The Barn is a collection of three topical plays. Njema captures the predicament of love in a context where innocence and trust are preyed upon by deceit, dishonesty, promiscuity, waywardness, callous indifference to human life, the reckless abandon of parental authority and wisdom by youth in a hurry to celebrate sexuality, irresponsible manhood with or without the connivance of girls/women, and HIV/AIDS and its terror.

Invitation to God addresses elitism and fair-weather friendship even among believers.

In Moka, the theme of friendship is explored through the simple act of dishonesty and greed, especially to those with whom one should be nothing but virtuous, open, generous and kind. In these plays Kwo Victor Elame Musinga explores the virtues of being human, while addressing the dark side of humanity.

K'cracy, Trees in the Storm and other Poems by Bill Ndi

Bill F Ndi. K'cracy, Trees in the Storm and other Poems. Langaa Publishers, 2008. 124 pages.

“K’cracy, metonym for the reign of kleptocracy-cum-Kakistocracy, is the poet’s macabre hymn in denunciation of a clime characterized by passionate love-hate, hate-love, love-hate-hate, and hate-hate-love relationships. The poet summons us all to an examination of conscience.
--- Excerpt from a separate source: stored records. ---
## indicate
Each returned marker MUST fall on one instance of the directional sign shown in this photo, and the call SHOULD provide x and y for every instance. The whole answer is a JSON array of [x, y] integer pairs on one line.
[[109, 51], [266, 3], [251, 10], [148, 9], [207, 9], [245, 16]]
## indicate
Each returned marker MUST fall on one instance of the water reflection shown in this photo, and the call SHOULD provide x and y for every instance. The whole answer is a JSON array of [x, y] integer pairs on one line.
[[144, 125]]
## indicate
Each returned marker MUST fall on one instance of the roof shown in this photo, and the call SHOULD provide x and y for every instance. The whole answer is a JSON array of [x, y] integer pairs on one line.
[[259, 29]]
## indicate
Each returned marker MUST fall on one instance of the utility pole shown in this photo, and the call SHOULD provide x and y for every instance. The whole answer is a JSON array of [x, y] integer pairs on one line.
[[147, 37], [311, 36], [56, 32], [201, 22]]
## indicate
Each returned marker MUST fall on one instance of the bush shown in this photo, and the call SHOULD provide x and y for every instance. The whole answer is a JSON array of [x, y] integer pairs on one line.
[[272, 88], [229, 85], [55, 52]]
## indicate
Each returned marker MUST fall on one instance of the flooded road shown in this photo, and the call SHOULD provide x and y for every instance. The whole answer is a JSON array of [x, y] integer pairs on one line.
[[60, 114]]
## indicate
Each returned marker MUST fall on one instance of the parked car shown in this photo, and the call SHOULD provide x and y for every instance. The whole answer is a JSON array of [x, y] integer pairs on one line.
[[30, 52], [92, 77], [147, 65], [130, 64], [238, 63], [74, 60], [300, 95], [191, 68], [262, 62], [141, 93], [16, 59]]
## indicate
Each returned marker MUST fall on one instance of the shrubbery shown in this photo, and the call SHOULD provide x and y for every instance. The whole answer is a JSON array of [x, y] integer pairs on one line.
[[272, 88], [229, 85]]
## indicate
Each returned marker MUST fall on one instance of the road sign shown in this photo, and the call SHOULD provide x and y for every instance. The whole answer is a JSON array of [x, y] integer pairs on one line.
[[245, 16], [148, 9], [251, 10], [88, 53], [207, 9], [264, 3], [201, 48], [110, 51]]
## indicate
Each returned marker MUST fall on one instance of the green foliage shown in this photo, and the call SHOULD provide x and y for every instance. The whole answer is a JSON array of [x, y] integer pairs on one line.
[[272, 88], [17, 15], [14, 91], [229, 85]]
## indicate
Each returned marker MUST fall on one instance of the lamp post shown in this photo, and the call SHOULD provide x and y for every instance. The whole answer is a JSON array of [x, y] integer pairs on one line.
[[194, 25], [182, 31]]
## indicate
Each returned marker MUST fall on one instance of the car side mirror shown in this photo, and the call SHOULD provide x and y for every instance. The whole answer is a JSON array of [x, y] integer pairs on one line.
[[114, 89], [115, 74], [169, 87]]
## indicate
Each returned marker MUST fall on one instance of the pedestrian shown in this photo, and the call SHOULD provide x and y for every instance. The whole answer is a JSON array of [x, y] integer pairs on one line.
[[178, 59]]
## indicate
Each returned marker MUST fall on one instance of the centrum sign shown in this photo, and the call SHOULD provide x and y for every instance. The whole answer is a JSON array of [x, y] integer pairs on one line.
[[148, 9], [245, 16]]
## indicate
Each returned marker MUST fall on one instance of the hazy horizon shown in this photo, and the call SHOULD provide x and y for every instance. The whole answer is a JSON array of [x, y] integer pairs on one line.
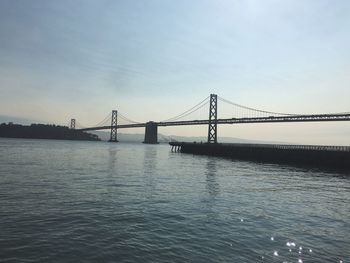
[[152, 60]]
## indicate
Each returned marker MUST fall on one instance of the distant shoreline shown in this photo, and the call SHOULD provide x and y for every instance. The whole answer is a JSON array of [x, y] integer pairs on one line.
[[44, 131]]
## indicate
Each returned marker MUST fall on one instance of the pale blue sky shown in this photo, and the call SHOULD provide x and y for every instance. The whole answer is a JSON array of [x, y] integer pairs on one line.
[[154, 59]]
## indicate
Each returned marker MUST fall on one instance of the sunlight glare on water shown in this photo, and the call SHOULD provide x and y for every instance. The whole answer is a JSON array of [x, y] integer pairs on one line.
[[96, 201]]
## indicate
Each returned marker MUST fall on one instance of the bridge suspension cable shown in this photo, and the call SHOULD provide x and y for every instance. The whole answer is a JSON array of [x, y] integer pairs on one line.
[[189, 111], [121, 116], [104, 121], [255, 110]]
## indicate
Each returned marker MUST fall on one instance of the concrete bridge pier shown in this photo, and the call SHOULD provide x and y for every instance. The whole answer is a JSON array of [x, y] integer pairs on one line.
[[151, 133]]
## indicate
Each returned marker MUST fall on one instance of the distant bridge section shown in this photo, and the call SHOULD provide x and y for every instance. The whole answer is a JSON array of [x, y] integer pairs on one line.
[[151, 128]]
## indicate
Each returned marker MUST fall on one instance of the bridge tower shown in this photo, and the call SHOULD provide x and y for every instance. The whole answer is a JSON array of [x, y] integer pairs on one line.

This collection deserves to be read in its entirety.”
Peter Wuteh Vakunta, University of Wisconsin-Madison, USA

“Different streams of poetic inspiration energise this collection of poems: the power of the writer’s pen to ‘sing liberty’; the political present; the political past; the family and the child; and what I would call ‘the humanist vision’. This collection could take us on a path from political despair to humanist hope.”
Beornn McCarthy, Literary Studies, University of Melbourne/Deakin University

About the Author

Dr. Bill F. NDI, poet, playwright & storyteller was born in Bamunka-Ndop, the North West Province of Cameroon and educated at GBHS Bamenda & Essos, the University of Yaoundé, Nigeria: ABSU, Paris: ISIT, the Sorbonne, Paris VIII & UCP where he obtained his doctorate degree in Languages, Literatures and Contemporary Civilisations. He has held teaching positions at the Paris School of Languages, USC, UQ and currently teaches in Media, Communication and Literary Studies at Deakin University, Melbourne, Australia.